Friday, May. 06, 1966
Angle Shots
Strung up by his heels from a tree limb, the Viet Cong prisoner, his face twisted in pain, was being interrogated by Nung mercenaries working with a U.S. Special Forces unit in the jungle near Due Phong. The photograph caught an ugly tableau found in every war, and it was widely reprinted in the U.S. press, often with indignant captions. As so often happens with coverage of Allied harshness, neither the picture nor many of its captions told the whole story.
A Viet Cong sniper had opened fire on a group of refugees near a Catholic church, killing a baby. The Nungs, tough fighters of Chinese ancestry, ran a patrol out after him, picked up a Vietnamese without any identity papers --as the Viet Cong usually travel. After 15 minutes hanging upside down, he confessed to being the sniper, was cut down unharmed and hauled off to prison. So reported the photographer Sean Flynn, 24, the son of Errol Flynn, who has been following the action in Viet Nam for three months as a combat correspondent for Paris-Match. Flynn's dispatch was largely ignored, but the inflammatory picture was not.
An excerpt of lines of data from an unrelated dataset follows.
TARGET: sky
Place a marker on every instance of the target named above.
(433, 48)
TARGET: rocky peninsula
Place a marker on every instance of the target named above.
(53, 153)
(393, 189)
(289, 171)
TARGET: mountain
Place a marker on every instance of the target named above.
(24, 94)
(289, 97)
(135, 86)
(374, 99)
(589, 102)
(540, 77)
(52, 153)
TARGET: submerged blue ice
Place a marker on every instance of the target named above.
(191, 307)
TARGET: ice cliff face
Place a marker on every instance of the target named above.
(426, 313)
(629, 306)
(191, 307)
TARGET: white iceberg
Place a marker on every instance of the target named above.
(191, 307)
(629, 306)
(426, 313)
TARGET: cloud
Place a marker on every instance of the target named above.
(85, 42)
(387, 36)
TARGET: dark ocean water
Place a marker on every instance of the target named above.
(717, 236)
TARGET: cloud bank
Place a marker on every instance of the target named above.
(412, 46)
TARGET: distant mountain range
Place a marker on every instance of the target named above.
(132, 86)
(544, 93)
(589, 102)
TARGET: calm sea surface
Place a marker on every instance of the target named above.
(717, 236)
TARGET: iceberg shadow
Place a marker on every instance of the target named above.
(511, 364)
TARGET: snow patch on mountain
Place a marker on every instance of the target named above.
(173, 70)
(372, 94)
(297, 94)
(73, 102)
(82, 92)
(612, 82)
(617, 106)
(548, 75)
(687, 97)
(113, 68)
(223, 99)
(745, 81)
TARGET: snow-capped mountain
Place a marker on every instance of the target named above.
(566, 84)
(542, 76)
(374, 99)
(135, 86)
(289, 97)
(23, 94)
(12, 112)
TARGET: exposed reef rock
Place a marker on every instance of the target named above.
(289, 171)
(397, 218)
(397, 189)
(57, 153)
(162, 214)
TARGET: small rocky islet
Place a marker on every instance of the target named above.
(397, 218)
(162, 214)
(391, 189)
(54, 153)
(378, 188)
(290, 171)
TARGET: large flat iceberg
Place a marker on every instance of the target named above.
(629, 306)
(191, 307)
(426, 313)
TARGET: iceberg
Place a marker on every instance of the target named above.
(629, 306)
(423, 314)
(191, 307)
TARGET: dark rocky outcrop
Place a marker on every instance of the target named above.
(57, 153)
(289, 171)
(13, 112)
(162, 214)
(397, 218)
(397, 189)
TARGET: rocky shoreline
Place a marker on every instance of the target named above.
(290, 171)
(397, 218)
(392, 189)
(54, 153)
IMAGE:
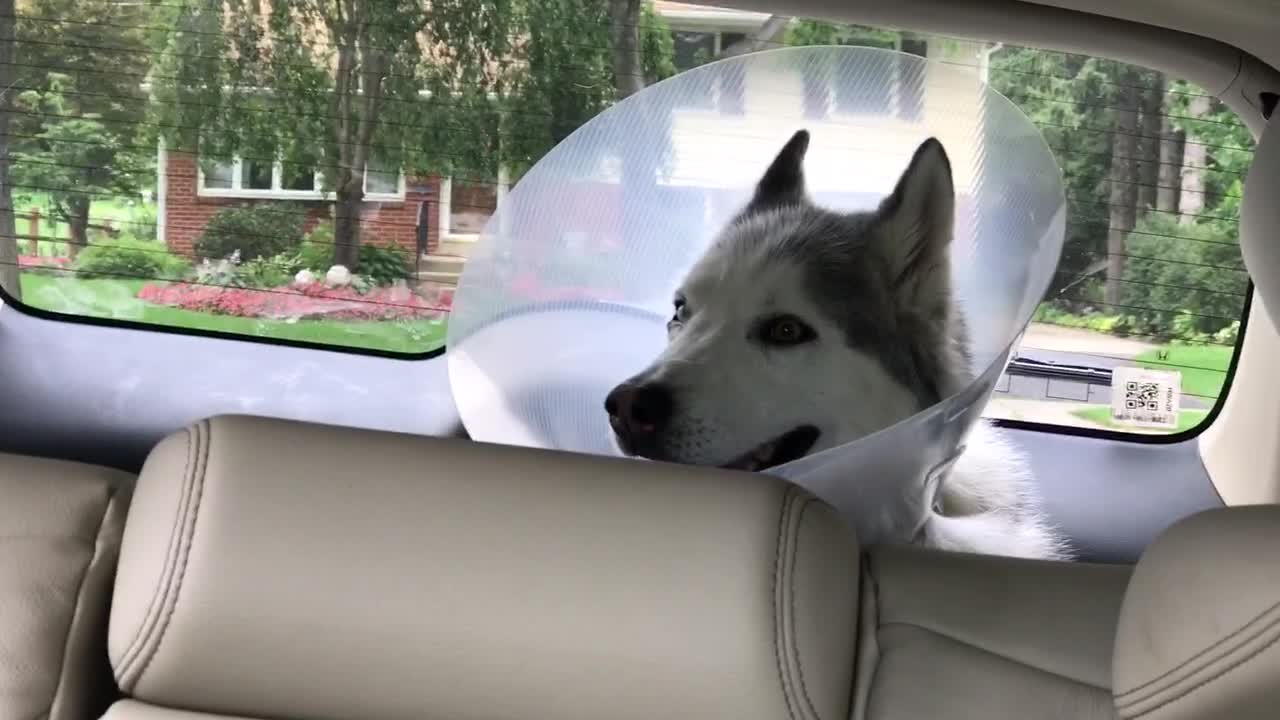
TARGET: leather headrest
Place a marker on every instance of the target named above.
(275, 569)
(1200, 627)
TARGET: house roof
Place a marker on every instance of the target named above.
(685, 16)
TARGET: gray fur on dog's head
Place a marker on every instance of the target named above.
(804, 318)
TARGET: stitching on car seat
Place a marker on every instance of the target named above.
(1129, 697)
(777, 601)
(1214, 678)
(80, 598)
(993, 654)
(197, 481)
(795, 638)
(1201, 654)
(161, 586)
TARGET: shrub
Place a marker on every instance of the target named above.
(1182, 279)
(315, 301)
(379, 265)
(129, 258)
(272, 272)
(316, 253)
(384, 265)
(144, 222)
(256, 231)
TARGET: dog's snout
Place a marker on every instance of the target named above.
(638, 411)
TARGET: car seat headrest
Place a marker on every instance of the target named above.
(1200, 627)
(277, 569)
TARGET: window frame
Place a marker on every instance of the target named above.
(278, 192)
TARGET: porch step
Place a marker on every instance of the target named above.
(439, 278)
(458, 245)
(440, 263)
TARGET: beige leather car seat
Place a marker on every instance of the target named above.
(1200, 632)
(283, 570)
(287, 572)
(60, 527)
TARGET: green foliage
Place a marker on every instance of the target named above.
(272, 272)
(821, 32)
(129, 259)
(1184, 279)
(315, 254)
(384, 265)
(72, 155)
(379, 265)
(256, 231)
(657, 45)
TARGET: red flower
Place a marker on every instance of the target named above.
(286, 302)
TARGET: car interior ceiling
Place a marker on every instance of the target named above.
(168, 554)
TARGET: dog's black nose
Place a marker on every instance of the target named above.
(638, 411)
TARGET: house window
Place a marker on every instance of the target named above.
(218, 174)
(245, 177)
(380, 178)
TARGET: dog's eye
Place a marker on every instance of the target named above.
(681, 311)
(786, 329)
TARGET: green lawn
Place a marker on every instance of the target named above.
(118, 300)
(1203, 367)
(1101, 414)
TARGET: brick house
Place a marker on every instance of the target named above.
(439, 218)
(430, 215)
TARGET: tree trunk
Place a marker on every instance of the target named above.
(1150, 142)
(1124, 191)
(759, 40)
(625, 35)
(1170, 168)
(77, 218)
(1194, 159)
(346, 224)
(9, 273)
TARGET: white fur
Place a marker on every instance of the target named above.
(720, 376)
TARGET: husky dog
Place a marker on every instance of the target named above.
(804, 328)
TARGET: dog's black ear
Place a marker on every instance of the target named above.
(784, 182)
(917, 222)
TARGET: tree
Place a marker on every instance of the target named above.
(74, 158)
(1194, 162)
(9, 272)
(342, 86)
(625, 41)
(1173, 141)
(768, 33)
(81, 126)
(1150, 141)
(1123, 195)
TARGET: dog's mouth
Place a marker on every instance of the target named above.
(778, 451)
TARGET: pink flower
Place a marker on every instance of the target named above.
(284, 302)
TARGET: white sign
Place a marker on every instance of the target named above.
(1146, 399)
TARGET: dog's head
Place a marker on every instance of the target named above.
(803, 328)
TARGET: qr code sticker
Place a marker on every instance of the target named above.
(1144, 397)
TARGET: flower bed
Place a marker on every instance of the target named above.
(41, 261)
(291, 302)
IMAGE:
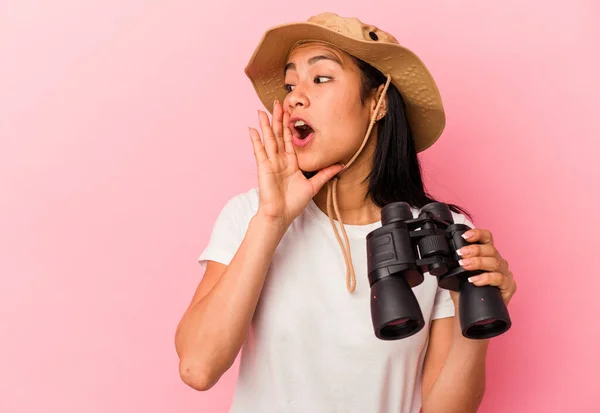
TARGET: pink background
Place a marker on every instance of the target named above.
(123, 130)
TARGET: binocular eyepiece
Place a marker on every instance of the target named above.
(398, 255)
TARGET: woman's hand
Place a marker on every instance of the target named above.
(484, 256)
(284, 192)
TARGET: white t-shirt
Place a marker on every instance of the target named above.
(312, 347)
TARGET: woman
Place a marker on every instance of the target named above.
(342, 144)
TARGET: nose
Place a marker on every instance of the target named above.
(297, 98)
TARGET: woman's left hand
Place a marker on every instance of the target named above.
(484, 256)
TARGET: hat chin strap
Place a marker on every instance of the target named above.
(332, 207)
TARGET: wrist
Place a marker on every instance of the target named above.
(270, 224)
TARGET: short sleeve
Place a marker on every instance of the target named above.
(227, 233)
(443, 305)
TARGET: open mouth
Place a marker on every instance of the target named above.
(303, 129)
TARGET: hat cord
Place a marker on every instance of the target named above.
(332, 206)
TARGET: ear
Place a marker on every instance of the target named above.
(383, 107)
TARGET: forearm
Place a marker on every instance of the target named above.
(212, 332)
(461, 384)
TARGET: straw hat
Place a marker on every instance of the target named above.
(374, 46)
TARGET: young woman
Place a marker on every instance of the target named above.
(286, 267)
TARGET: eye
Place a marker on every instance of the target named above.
(322, 79)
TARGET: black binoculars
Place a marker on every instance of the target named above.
(398, 255)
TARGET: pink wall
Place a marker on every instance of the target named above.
(122, 124)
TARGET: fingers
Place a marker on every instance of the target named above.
(481, 250)
(491, 264)
(278, 126)
(267, 133)
(480, 235)
(323, 176)
(495, 279)
(259, 150)
(287, 134)
(506, 283)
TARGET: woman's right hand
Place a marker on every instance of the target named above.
(284, 192)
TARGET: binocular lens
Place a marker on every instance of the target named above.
(394, 309)
(399, 328)
(482, 312)
(486, 329)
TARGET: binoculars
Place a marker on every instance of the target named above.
(398, 255)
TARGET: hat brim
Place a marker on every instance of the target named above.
(409, 74)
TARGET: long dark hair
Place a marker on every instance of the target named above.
(396, 172)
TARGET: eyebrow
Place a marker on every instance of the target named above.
(314, 60)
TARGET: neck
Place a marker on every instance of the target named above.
(354, 205)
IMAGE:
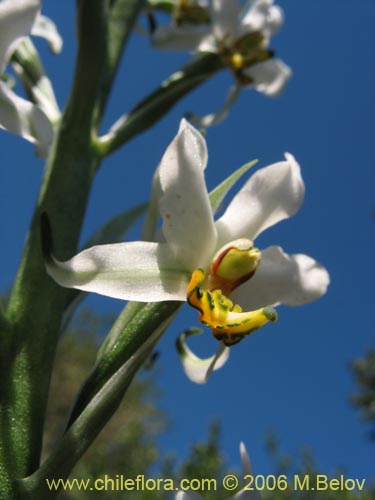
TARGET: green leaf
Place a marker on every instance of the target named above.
(87, 426)
(132, 329)
(218, 194)
(158, 103)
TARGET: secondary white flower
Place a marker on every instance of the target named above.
(241, 495)
(241, 40)
(18, 115)
(202, 260)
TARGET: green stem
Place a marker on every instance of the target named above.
(142, 321)
(87, 426)
(37, 303)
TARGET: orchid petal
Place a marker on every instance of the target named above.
(185, 38)
(283, 279)
(197, 369)
(139, 271)
(16, 20)
(269, 77)
(188, 224)
(263, 16)
(153, 211)
(270, 195)
(218, 194)
(220, 115)
(225, 18)
(23, 118)
(46, 28)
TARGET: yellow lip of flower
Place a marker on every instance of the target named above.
(227, 320)
(234, 264)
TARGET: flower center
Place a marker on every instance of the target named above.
(248, 50)
(207, 292)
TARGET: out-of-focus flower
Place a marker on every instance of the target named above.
(241, 39)
(244, 494)
(202, 260)
(18, 115)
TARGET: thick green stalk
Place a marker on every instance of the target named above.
(37, 303)
(124, 342)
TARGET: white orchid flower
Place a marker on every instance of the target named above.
(241, 40)
(202, 260)
(18, 115)
(241, 495)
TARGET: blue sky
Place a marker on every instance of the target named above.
(291, 377)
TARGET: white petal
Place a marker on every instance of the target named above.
(263, 16)
(283, 279)
(16, 20)
(270, 195)
(225, 18)
(269, 77)
(185, 38)
(220, 115)
(46, 28)
(198, 370)
(23, 118)
(188, 224)
(138, 271)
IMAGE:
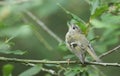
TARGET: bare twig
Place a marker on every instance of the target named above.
(40, 23)
(15, 60)
(109, 52)
(13, 2)
(43, 69)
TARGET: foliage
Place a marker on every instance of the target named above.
(19, 34)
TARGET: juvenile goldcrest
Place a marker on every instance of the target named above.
(78, 44)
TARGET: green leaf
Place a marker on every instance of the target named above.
(94, 5)
(16, 52)
(7, 70)
(32, 71)
(99, 11)
(75, 19)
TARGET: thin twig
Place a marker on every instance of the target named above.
(109, 52)
(41, 24)
(13, 2)
(43, 69)
(15, 60)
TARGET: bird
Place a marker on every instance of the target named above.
(78, 44)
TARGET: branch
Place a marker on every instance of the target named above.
(109, 52)
(41, 24)
(15, 60)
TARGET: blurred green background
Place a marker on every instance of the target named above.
(20, 33)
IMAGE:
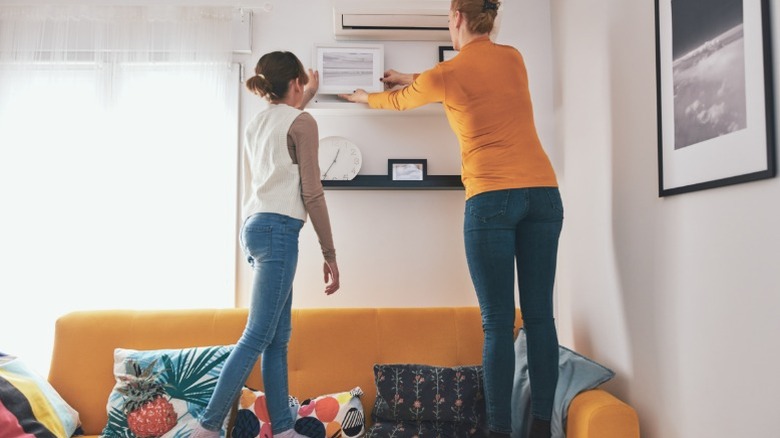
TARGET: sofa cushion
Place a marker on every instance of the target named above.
(576, 373)
(29, 405)
(428, 398)
(339, 414)
(161, 393)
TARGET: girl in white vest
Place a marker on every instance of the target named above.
(281, 188)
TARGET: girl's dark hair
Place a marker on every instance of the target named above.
(273, 74)
(480, 14)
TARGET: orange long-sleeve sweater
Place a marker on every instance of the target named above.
(484, 90)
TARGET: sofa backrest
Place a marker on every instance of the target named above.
(331, 350)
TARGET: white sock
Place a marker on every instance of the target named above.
(201, 432)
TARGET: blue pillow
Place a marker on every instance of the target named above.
(576, 373)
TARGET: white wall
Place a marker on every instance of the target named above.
(395, 248)
(679, 295)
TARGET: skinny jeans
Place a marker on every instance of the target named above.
(506, 230)
(270, 242)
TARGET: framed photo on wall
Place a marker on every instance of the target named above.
(714, 94)
(344, 68)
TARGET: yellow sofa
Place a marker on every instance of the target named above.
(331, 350)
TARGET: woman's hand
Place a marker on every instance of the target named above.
(358, 96)
(331, 270)
(393, 78)
(314, 82)
(311, 88)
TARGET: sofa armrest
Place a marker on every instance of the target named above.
(599, 414)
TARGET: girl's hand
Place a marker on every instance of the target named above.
(314, 83)
(393, 78)
(358, 96)
(331, 270)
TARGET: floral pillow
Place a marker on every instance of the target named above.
(424, 400)
(161, 393)
(331, 415)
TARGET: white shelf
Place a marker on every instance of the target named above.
(332, 105)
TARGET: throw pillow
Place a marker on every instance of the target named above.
(161, 393)
(576, 373)
(426, 398)
(339, 414)
(29, 405)
(423, 429)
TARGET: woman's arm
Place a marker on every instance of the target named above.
(427, 87)
(303, 137)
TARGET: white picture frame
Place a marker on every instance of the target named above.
(343, 68)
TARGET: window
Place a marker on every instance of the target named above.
(118, 187)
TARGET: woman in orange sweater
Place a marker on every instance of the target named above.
(513, 214)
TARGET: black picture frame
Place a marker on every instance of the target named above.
(407, 169)
(446, 53)
(715, 96)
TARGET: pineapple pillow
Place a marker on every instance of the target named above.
(161, 393)
(331, 415)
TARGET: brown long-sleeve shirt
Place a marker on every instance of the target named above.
(303, 145)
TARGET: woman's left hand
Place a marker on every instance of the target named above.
(314, 83)
(358, 96)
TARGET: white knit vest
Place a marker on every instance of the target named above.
(275, 180)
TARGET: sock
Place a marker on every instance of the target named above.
(201, 432)
(289, 433)
(540, 429)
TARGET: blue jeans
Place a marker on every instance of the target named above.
(270, 242)
(502, 230)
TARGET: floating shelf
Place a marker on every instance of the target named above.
(383, 182)
(331, 105)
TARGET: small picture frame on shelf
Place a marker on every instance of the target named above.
(446, 53)
(414, 169)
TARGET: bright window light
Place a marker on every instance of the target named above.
(118, 189)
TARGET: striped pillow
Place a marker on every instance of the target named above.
(29, 405)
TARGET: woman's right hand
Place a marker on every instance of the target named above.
(393, 78)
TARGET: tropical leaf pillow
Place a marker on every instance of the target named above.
(161, 393)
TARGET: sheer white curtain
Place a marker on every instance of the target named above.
(118, 158)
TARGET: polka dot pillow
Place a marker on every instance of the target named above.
(339, 414)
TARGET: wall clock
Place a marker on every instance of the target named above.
(339, 158)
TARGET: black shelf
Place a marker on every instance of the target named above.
(383, 182)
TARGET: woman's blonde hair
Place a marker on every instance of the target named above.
(480, 14)
(273, 73)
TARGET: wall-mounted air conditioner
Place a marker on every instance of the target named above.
(388, 20)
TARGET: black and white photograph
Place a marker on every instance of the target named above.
(708, 70)
(344, 69)
(407, 169)
(715, 105)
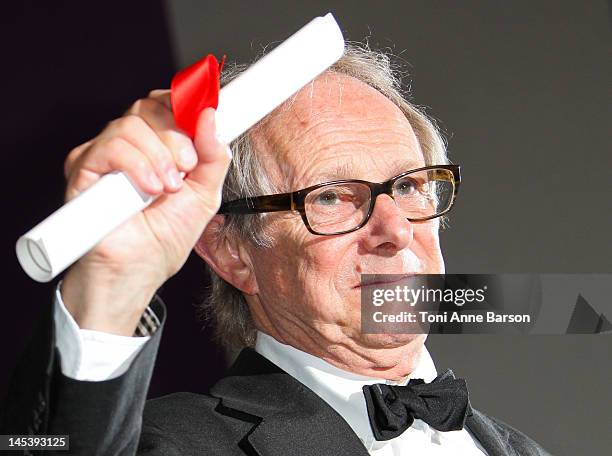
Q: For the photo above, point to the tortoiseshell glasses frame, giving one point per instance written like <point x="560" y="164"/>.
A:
<point x="358" y="197"/>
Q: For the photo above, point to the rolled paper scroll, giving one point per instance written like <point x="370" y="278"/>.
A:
<point x="75" y="228"/>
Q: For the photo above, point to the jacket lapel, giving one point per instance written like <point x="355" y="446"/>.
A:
<point x="493" y="438"/>
<point x="285" y="417"/>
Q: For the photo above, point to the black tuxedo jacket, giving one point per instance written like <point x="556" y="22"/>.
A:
<point x="255" y="409"/>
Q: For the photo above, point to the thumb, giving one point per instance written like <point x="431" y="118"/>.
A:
<point x="214" y="157"/>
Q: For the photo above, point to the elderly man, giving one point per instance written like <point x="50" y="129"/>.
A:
<point x="346" y="178"/>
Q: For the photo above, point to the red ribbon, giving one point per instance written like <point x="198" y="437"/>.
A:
<point x="194" y="89"/>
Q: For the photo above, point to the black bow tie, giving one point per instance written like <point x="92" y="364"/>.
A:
<point x="443" y="404"/>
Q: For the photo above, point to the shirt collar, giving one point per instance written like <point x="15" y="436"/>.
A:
<point x="341" y="389"/>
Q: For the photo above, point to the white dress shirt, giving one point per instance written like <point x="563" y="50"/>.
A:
<point x="342" y="390"/>
<point x="97" y="356"/>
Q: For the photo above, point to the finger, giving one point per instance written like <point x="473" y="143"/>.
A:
<point x="72" y="157"/>
<point x="214" y="157"/>
<point x="160" y="119"/>
<point x="136" y="131"/>
<point x="114" y="154"/>
<point x="163" y="96"/>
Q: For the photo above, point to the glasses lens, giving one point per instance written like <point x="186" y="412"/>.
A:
<point x="424" y="194"/>
<point x="336" y="208"/>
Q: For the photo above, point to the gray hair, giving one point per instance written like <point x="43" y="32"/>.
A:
<point x="226" y="306"/>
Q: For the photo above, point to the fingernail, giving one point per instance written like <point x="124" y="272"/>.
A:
<point x="155" y="182"/>
<point x="188" y="156"/>
<point x="174" y="179"/>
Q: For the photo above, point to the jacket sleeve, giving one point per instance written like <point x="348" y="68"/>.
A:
<point x="100" y="418"/>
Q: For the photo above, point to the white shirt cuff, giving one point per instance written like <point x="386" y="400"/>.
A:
<point x="91" y="355"/>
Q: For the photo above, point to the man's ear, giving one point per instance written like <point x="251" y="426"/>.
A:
<point x="227" y="256"/>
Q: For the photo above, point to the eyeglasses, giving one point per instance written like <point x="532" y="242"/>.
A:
<point x="342" y="206"/>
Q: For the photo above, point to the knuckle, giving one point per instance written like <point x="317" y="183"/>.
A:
<point x="129" y="124"/>
<point x="116" y="145"/>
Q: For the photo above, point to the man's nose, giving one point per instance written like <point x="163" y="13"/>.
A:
<point x="388" y="230"/>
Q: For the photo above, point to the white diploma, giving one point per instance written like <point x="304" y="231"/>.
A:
<point x="75" y="228"/>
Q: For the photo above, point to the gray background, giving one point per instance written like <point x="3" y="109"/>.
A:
<point x="522" y="90"/>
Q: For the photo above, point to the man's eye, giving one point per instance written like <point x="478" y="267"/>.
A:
<point x="405" y="187"/>
<point x="328" y="198"/>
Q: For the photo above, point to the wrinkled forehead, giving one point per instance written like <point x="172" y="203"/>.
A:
<point x="337" y="127"/>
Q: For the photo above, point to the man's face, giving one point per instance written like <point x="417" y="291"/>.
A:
<point x="308" y="285"/>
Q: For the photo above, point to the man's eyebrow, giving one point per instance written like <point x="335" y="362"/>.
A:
<point x="346" y="171"/>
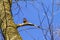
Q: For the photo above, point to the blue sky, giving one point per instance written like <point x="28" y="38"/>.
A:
<point x="31" y="12"/>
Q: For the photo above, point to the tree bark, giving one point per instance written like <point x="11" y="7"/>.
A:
<point x="9" y="28"/>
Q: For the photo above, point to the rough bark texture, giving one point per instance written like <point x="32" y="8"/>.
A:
<point x="9" y="28"/>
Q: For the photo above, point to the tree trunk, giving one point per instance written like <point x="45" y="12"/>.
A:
<point x="9" y="28"/>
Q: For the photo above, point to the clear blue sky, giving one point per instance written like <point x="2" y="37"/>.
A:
<point x="31" y="14"/>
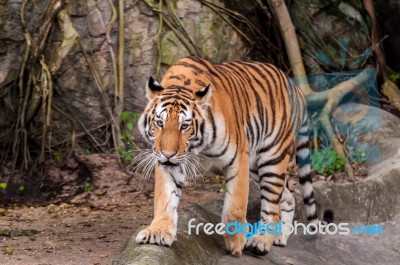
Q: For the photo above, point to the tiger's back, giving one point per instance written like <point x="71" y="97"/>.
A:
<point x="248" y="118"/>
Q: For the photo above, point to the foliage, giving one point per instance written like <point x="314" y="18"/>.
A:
<point x="88" y="186"/>
<point x="3" y="186"/>
<point x="327" y="161"/>
<point x="394" y="76"/>
<point x="357" y="156"/>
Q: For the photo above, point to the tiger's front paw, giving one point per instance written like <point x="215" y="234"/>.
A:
<point x="156" y="234"/>
<point x="235" y="243"/>
<point x="281" y="240"/>
<point x="260" y="244"/>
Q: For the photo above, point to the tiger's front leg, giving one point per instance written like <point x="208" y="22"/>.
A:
<point x="162" y="230"/>
<point x="235" y="203"/>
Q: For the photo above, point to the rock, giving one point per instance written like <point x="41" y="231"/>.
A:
<point x="372" y="200"/>
<point x="188" y="249"/>
<point x="375" y="198"/>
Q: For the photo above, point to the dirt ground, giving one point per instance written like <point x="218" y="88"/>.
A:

Such pictures are hardly ever balanced out by coverage of the Viet Cong's far more common tactics of terror and brutality, for the very good reason that the Communists want no photographers around. Since the beginning of 1964, some 2,700 Vietnamese government officials have been killed or kidnaped by the Viet Cong while trying to go about their civilian duties. Another 9,000 Vietnamese peasants were killed or kidnaped last year alone, though they had no connection whatsoever with the government. The kidnaped are usually forced into Viet Cong military service or labor gangs. The dead are those who refuse--and die undocumented.